Boone’s lawyers argued that Boone did not take part in the initial on September 17, 2017, beating of Hall, and that they only held him down because other officers “acted as though” they were making an arrested. In a memo, they also stated that the St. Louis police Department encouraged and condoned violence, especially racial violence.
Prosecutors claimed that Hall believed the officers were participating in a demonstration after Jason Stockley ‘s acquittal. Jason Stockley was a white officer who is accused of fatally shooting a Black person following a chase. In their sentencing memo, the prosecution stated that Boone had a history in abusing suspects.

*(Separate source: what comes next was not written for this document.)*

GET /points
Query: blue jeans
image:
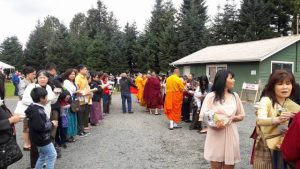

Officer Randy Hays was sentenced to more than four year imprisonment in July.Bailey Colletta was sentenced to probation after he lied to the FBI and a grand jury.
Officer Christopher Myers, Officer Steven Korte and Korte were cleared of the civil rights charge . Korte was also cleared of lying to FBI agents.
His lawyer said that Myers will plead guilty to a misdemeanor case of depriving rights for destroying Hall’s phone in January.
Hall was left permanently scarred in the attack and reached a $5million settlement with the police.